IBM scientists unveil analogue AI chip for deep learning inference
IBM Research has been exploring methods to revolutionise the computational approach of AI.
Analog in-memory computing, also known as analog AI, presents a promising strategy to tackle this challenge by incorporating essential characteristics inspired by the operational principles of neural networks in biological brains.
Within our brains, as well as those of numerous other creatures, the effectiveness of synapses, essentially acting as ‘weights’ in this context, governs the inter-neuronal communication. Analog AI systems emulate this mechanism by housing these synaptic weights within nanoscale resistive memory devices, like phase-change memory (PCM). These devices store conductance values and facilitate multiply-accumulate (MAC) operations, which are the prevalent computational procedures within deep neural networks (DNNs). This is achieved by leveraging circuit principles, reducing the necessity for constant data transmission between memory and processors.
Transforming the concept of analog AI into a tangible reality necessitates overcoming two primary hurdles: Firstly, these memory arrays must achieve computational accuracy comparable to established digital systems. Secondly, they must seamlessly integrate with other digital computing components, alongside a digital communication infrastructure on the analog AI chip.
In a recent publication in Nature Electronics, IBM Research has taken a notable stride in tackling these obstacles. It’s unveiled a mixed-signal analog AI chip designed to execute diverse deep neural network (DNN) inference tasks. It’s the first chip to demonstrate prowess in computer vision AI assignments, akin to its digital equivalents, all the while exhibiting significantly enhanced energy efficiency.
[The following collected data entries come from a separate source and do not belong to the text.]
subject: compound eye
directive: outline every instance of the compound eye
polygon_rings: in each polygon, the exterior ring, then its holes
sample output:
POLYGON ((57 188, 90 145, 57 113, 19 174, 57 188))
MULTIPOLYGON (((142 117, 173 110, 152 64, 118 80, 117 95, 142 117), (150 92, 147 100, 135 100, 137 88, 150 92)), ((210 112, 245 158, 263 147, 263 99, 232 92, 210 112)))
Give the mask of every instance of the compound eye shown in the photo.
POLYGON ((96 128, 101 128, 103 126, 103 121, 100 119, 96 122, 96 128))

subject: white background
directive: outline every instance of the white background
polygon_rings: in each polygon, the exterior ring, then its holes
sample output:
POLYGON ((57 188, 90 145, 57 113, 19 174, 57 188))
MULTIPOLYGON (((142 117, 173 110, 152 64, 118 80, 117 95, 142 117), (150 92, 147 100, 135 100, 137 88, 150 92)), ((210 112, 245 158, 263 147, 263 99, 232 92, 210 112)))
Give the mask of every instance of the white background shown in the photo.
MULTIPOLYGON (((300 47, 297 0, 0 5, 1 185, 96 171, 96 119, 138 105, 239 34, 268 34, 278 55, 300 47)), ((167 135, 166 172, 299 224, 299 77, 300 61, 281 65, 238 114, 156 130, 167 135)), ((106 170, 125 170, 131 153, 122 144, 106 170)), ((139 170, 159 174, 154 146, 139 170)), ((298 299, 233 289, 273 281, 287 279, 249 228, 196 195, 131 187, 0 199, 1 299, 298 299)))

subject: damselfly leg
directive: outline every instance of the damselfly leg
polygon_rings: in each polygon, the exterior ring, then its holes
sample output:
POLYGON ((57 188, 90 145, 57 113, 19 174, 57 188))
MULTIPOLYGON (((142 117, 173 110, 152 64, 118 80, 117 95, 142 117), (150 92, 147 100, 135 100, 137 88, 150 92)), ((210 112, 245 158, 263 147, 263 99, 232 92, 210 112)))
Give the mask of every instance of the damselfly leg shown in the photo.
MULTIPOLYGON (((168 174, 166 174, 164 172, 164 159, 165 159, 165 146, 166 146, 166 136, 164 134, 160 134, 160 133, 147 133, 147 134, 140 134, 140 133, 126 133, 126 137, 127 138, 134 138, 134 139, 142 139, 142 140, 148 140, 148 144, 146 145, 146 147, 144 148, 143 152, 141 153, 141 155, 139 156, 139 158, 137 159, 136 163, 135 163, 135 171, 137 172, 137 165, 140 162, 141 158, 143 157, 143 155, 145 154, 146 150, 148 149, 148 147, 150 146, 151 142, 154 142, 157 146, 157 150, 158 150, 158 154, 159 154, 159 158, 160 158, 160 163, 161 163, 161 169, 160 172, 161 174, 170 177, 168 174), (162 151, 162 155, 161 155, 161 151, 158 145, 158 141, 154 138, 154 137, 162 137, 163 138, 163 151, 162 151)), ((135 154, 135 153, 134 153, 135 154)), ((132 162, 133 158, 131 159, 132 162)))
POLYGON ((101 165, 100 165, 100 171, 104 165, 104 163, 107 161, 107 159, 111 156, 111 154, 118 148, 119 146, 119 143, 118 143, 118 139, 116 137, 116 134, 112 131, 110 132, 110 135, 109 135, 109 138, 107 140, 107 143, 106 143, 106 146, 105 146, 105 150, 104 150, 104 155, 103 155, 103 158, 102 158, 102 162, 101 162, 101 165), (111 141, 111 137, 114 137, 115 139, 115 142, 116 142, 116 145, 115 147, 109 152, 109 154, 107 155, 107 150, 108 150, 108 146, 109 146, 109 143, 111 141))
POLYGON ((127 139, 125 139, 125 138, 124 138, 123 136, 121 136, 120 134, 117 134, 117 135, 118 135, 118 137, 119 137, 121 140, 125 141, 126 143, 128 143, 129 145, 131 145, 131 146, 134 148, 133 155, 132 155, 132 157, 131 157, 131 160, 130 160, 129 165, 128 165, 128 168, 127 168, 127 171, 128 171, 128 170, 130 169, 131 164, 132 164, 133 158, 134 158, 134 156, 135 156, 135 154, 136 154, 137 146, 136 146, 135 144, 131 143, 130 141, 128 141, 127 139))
Crafted within IBM's Albany NanoTech Complex, the chip consists of 64 analog in-memory compute cores, often referred to as ‘tiles’. Each of these tiles harbours a 256-by-256 crossbar array composed of synaptic unit cells. To facilitate seamless transitions between analog and digital realms, these tiles incorporate efficient, compact, time-based analog-to-digital converters. Furthermore, within each tile, there are integrated lightweight digital processing units responsible for executing basic nonlinear neuronal activation functions and scaling operations.
Every individual tile possesses the capacity to undertake the computations attributed to a layer within a deep neural network (DNN) model. The vital synaptic weights are represented through analog conductance values residing within the PCM devices. Positioned centrally within the chip, a global digital processing unit is incorporated. This central unit undertakes intricate operations crucial for executing specific neural network configurations. Moreover, the chip incorporates digital communication routes at the interconnections between tiles and the central global digital processing unit, facilitating seamless data exchange.
Utilising this chip, IBM conducted an extensive investigation into the computational precision of analog in-memory computing, achieving an accuracy of 92.81% on the CIFAR-10 image dataset. This level of accuracy, IBM believes, stands as the highest reported among chips employing similar technology. Additionally, within the paper, it unveiled a seamless amalgamation of analog in-memory computing with multiple digital processing units and a digital communication infrastructure. Impressively, the measured throughput per unit area for 8-bit input-output matrix multiplications reached 400 GOPS/mm², surpassing previous multi-core, in-memory computing chips reliant on resistive memory by over 15-fold. This accomplishment was achieved while maintaining comparable energy efficiency standards.
Through the synergistic integration of area- and energy-efficient analog-to-digital converters (ADCs), multiply-accumulate-compute with exceptional linearity, and adept digital compute-blocks within the 64-tile configuration of this chip, alongside the massively-parallel data-transport capabilities previously showcased in a 34-tile chip featured at the IEEE VLSI symposium in 2021, we have successfully showcased a substantial portion of the fundamental components necessary to materialise an architectural concept for a swift and energy-efficient analog AI inference accelerator chip.
Building upon IBM’s insights, it has crafted an accelerator architecture of this nature, a design that it unveiled earlier this year in IEEE Transactions on VLSI Systems. The strategic vision involves integrating numerous analog in-memory computing tiles alongside a blend of specialised digital compute-cores. These components are interlinked via a massively-parallel 2D mesh configuration. In tandem with the advanced hardware-aware training techniques IBM has refined over the recent years, it holds the anticipation that these accelerators will yield neural network accuracies comparable to software-based implementations across an extensive spectrum of models in the forthcoming years.